From: "Ævar Arnfjörð Bjarmason" <avarab@gmail.com>
To: Taylor Blau <me@ttaylorr.com>
Cc: "Jeff King" <peff@peff.net>,
git@vger.kernel.org, "Junio C Hamano" <gitster@pobox.com>,
"Johannes Sixt" <j6t@kdbg.org>,
"Øystein Walle" <oystwa@gmail.com>
Subject: Re: [PATCH 0/8] Makefile: make command-list.h 2-5x as fast with -jN
Date: Thu, 21 Oct 2021 01:14:37 +0200 [thread overview]
Message-ID: <211021.86v91rmftn.gmgdl@evledraar.gmail.com> (raw)
In-Reply-To: <YXCKqAEwtwFozWk6@nand.local>
On Wed, Oct 20 2021, Taylor Blau wrote:
> On Wed, Oct 20, 2021 at 04:35:38PM -0400, Jeff King wrote:
>> On Wed, Oct 20, 2021 at 08:39:51PM +0200, Ævar Arnfjörð Bjarmason wrote:
>>
>> > This series is based off an off-hand comment I made about making the
>> > cmdlist.sh faster, in the meantime much of the same methods are
>> > already cooking in "next" for the "lint-docs" target.
>> >
>> > See 7/8 for the main performance numbers, along the way I stole some
>> > patches from Johannes Sixt who'd worked on optimizing the script
>> > before, which compliment this new method of generating this file by
>> > piggy-backing more on GNU make for managing a dependency graph for us.
>>
>> I still think this is a much more complicated and error-prone approach
>> than just making the script faster.

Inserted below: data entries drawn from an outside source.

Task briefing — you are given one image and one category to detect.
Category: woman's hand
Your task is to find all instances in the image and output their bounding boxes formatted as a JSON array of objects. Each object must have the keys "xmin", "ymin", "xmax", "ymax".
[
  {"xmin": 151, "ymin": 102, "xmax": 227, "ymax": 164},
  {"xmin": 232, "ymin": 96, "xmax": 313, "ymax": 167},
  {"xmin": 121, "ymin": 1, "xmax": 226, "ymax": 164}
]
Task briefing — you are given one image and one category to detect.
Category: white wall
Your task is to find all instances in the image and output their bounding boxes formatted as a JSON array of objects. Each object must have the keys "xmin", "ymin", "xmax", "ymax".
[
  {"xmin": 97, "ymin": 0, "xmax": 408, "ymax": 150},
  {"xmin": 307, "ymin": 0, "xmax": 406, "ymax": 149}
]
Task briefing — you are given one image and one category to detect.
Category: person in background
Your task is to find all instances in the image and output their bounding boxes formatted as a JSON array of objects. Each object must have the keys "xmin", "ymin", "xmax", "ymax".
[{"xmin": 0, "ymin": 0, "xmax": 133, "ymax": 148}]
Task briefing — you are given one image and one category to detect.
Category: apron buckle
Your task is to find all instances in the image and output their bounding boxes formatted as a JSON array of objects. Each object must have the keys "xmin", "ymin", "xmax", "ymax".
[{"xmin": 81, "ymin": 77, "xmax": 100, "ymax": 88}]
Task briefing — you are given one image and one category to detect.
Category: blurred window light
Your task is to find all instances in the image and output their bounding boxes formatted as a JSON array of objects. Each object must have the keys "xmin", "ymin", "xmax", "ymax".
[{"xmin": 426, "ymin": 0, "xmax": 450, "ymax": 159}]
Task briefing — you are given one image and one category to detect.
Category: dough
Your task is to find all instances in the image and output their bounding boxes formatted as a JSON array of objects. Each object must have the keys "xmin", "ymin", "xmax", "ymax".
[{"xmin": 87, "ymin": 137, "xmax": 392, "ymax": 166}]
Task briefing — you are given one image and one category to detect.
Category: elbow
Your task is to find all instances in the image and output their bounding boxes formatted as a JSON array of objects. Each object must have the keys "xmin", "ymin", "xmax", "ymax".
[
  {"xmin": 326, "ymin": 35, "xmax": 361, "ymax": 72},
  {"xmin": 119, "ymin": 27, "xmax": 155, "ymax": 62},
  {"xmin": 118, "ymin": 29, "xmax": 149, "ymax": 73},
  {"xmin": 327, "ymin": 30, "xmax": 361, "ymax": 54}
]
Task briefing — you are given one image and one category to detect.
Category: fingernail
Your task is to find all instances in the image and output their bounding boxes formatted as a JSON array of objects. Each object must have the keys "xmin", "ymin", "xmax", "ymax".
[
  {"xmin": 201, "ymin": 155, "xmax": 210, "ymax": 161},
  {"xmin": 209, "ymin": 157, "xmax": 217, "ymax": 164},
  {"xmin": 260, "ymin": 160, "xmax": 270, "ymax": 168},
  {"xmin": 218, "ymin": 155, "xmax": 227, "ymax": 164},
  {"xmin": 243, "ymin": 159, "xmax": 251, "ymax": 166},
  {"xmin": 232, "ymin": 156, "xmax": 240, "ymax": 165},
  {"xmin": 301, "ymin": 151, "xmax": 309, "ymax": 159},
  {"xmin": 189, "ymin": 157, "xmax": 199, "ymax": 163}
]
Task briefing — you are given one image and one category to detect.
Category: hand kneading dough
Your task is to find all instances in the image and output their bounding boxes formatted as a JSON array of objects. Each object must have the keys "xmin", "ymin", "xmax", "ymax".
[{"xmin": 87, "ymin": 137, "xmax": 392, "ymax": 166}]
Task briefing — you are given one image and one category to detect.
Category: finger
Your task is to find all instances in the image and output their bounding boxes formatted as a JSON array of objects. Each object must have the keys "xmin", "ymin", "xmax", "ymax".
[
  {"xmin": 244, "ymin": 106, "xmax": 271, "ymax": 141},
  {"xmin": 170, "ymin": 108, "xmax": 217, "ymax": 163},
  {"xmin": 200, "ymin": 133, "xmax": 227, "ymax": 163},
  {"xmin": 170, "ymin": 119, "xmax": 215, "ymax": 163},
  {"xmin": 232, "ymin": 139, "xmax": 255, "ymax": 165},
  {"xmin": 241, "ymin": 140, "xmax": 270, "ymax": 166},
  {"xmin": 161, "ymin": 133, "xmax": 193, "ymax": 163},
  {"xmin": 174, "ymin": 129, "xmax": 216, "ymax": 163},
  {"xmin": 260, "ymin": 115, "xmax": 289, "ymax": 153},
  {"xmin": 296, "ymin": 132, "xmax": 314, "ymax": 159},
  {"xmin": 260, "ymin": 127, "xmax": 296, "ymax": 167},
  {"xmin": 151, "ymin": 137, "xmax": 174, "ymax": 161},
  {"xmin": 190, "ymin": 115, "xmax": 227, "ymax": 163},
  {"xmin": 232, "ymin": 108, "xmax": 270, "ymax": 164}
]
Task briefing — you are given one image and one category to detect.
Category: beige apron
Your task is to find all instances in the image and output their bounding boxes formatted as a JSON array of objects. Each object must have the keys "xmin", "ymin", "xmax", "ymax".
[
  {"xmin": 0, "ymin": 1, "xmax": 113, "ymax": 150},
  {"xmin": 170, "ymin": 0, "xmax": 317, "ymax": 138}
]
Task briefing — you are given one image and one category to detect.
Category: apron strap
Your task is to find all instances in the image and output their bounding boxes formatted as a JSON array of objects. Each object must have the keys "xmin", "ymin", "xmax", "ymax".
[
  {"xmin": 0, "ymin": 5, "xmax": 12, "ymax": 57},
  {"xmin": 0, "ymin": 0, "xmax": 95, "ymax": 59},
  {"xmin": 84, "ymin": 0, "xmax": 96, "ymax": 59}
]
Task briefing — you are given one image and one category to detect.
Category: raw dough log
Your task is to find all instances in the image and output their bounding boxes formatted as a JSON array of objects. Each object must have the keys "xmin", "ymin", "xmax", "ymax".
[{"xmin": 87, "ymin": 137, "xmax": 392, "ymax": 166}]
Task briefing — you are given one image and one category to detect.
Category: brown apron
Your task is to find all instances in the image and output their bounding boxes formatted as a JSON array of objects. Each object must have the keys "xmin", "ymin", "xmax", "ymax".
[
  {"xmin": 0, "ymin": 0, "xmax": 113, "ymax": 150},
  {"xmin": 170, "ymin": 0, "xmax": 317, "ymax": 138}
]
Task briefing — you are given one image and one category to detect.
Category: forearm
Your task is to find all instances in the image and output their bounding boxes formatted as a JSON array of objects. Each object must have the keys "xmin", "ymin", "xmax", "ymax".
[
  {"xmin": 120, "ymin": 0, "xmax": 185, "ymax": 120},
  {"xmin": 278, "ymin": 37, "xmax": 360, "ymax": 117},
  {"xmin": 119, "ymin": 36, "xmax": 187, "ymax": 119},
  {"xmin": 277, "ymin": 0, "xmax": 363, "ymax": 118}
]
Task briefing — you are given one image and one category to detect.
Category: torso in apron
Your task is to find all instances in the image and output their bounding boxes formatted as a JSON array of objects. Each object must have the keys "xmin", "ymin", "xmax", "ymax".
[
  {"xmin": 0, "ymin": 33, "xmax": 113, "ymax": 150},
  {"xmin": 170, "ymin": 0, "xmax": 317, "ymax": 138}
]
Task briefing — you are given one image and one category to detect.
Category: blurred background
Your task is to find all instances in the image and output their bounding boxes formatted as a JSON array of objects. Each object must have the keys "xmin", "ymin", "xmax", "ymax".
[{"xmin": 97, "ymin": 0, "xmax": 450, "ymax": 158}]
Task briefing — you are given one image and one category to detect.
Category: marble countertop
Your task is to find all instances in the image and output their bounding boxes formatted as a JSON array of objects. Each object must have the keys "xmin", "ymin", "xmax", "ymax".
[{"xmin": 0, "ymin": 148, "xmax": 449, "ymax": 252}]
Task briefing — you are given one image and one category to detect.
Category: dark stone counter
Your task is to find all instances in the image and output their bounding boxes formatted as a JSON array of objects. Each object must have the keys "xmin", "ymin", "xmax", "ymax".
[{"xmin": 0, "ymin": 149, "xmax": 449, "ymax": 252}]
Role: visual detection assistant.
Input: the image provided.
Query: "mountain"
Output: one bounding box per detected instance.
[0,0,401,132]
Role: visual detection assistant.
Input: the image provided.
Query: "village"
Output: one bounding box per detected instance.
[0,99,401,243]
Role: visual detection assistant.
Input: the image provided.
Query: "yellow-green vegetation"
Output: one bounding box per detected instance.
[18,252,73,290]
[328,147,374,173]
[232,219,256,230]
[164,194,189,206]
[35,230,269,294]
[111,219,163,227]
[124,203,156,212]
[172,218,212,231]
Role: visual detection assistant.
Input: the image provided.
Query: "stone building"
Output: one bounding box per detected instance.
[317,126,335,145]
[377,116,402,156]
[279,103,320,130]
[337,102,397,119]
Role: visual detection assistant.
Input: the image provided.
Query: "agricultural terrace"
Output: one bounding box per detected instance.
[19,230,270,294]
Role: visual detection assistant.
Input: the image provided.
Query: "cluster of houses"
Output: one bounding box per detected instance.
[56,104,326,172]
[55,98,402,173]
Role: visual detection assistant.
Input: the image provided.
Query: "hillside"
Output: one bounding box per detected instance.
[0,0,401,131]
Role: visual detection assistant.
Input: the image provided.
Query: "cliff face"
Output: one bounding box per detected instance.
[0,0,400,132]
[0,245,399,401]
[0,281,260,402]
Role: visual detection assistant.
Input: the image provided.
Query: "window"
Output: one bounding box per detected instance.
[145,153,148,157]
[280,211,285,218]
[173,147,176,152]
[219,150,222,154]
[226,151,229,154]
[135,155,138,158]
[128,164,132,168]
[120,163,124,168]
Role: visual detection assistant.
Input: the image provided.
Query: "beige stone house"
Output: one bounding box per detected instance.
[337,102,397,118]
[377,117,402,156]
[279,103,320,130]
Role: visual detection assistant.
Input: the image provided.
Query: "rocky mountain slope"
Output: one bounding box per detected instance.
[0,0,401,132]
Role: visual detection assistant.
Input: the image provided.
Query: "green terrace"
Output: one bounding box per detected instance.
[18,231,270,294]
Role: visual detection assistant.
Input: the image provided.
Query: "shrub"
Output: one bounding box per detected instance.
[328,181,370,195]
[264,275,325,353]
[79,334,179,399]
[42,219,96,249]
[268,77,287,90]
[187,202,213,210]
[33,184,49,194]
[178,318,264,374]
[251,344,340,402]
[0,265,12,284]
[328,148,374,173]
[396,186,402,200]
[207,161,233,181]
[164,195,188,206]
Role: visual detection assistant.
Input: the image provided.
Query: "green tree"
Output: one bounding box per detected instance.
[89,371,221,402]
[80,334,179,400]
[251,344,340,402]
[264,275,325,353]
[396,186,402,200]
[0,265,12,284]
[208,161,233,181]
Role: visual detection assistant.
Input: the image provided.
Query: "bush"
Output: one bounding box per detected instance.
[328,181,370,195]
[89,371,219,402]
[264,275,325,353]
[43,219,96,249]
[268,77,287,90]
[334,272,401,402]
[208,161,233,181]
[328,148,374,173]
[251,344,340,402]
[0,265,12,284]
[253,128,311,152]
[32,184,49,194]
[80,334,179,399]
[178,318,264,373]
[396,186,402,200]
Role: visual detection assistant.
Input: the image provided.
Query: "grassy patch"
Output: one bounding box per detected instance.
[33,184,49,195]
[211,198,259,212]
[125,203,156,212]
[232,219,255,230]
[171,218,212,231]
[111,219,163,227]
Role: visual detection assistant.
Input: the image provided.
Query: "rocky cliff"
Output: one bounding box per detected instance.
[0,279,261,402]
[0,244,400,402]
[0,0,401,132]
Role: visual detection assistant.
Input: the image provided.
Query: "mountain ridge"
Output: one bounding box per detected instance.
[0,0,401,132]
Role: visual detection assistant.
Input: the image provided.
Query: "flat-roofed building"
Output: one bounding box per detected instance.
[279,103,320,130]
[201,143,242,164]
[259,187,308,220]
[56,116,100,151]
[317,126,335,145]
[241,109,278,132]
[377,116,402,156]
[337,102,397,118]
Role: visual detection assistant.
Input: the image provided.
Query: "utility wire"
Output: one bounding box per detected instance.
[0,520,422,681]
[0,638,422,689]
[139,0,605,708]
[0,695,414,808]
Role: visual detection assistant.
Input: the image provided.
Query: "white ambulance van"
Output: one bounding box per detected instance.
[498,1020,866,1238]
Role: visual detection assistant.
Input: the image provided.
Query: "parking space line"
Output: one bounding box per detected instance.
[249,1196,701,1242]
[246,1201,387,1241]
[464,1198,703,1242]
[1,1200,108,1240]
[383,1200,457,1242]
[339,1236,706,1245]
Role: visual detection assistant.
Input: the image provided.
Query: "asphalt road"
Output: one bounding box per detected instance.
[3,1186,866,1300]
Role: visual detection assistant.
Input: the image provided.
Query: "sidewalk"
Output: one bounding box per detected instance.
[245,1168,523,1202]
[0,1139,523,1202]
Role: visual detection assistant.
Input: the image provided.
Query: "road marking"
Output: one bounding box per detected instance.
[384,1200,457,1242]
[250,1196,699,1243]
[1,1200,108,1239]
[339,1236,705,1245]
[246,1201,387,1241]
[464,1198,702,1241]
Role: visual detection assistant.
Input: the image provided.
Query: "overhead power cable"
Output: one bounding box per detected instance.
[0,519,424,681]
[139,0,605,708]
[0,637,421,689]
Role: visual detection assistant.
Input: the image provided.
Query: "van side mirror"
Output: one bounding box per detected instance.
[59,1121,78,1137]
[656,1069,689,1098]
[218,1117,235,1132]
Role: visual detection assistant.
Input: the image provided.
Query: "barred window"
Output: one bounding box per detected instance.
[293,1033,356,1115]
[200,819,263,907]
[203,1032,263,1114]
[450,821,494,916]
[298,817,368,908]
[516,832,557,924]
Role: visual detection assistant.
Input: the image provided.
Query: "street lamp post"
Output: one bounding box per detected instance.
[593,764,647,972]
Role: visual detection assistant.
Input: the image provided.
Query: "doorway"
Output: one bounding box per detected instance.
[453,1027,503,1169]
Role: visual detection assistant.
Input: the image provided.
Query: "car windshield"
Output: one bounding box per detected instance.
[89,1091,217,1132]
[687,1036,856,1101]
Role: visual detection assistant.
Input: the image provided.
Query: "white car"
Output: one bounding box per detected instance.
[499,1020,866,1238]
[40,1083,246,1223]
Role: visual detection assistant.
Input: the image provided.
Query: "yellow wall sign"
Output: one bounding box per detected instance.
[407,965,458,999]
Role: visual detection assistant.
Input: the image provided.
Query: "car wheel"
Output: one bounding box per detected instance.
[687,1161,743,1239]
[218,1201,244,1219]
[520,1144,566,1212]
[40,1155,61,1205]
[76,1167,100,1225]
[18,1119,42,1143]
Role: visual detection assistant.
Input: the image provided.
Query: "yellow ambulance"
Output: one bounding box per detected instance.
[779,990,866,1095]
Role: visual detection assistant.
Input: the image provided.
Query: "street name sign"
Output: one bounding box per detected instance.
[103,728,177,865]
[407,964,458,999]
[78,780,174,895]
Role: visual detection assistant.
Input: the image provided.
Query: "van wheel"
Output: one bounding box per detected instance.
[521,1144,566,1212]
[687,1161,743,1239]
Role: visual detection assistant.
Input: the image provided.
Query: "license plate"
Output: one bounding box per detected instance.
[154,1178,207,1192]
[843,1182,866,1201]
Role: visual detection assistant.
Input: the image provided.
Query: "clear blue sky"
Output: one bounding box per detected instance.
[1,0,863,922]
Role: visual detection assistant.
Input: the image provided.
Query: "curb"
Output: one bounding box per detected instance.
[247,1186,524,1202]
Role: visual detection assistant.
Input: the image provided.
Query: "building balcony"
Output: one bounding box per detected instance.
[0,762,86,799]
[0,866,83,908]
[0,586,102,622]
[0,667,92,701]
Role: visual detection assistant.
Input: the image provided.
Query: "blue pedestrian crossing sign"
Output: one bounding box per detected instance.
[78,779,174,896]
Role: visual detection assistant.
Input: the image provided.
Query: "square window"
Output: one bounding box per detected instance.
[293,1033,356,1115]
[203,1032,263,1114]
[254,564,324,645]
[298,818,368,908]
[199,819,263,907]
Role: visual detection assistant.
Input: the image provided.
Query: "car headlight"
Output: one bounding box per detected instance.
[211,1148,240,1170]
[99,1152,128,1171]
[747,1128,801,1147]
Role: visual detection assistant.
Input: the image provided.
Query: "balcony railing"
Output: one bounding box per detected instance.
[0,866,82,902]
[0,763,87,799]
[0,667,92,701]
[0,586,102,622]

I know we can't rely on perl, but
>> could we use it optimistically?
Jeff: Just in terms of error prone both of these implementations will
accept bad input that's being caught in 8/8 of this series.
We accept a lot of bad input now, ending up with some combinations of
bad output or compile errors if you screw with the input *.txt files. I
think I've addressed all of those in this series.
If you mean the general concept of making a "foo.gen" from a "foo.txt"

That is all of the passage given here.